Гудков через десять в трубке ответили по-китайски. Поскольку китайского я не знаю вовсе, а девушка, или, что более вероятно, юноша по ту сторону связи ничего, кроме китайского не знал, я положил трубку. Поборовшись с сомнениями, по-китайски или по-корейски говорили со мной, я позвонил Адаму.
– Прости, ради Бога. Я понимаю, что тебе сейчас не до моих проблем, но никто кроме тебя мне не поможет. Умоляю, бросай все и приезжай.
– Что-то случилось? – совершенно спокойно спросил Адам.
– Адик, я горю. Водка у меня есть. Больше ничего не понадобится.

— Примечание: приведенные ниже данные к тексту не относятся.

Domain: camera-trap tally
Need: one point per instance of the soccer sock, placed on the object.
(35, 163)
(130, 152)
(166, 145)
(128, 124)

Спустя три четверти часа Кодман сидел напротив меня и пил водку мелкими глотками. Я рассказал ему все, как на исповеди. И про шефа, и про заговор гомосексуалистов против Данте, и про литературную победу его сестры, и про дураков-студентов, которые путают Филиппа Красивого с Франциском IV, и про моего напарника-аргентинца, и про Абеляра, и даже про свой последний скандал с квартирной хозяйкой из-за тараканов. Единственное, о чем я умолчал, и не потому, что не хотел говорить, а просто забыл, про агента ФБР Эплстоуна, который интересовался, мог ли Адам выбросить свою сестру-близняшку в открытое окно из-за денег или по другой причине.
Адам был спокоен и пил водку. А что ему еще оставалось на фоне моей истерики?
– Насколько я понимаю, – начал Адам после затянувшейся паузы, – помочь тебе я могу только с мюзиклом?
Я немного поразмыслил и удивился прозорливости друга. Ни студентов, ни Абеляра, ни даже рассказ сестры, назначенный для публикации в «Русском бизнесе», я отдать ему не мог. Оставался только спектакль.
– Ты прав, – подтвердил я, – и мне от этого очень грустно.
– Ай! Перестань. Мне все равно нечего делать. Я провожу в магазине не более восьми часов. За каждый час мне платят по десять баксов. У меня есть неиспользованный недельный отпуск и три дня больничных. Если за это время я заработаю хотя бы столько же, мне это выгодно. Впрочем, водка и сигареты – за тобой. Когда вернется твой профессор?
– Самое меньшее через три недели.
– Вот и славно. С тебя пансион и тысяча долларов гонорара. Идет?
Тысяча долларов, плюс триста на ежедневные затраты… Столько я зарабатываю
– Разумеется, да! Но Данте – не твоя тема.
– Пусть тебя это не беспокоит. Судя по тому, что ты мне рассказал про своих театралов, Данте для них еще большая загадка, чем для меня. Главное, чтобы у них была своя история. Без истории все беспочвенно.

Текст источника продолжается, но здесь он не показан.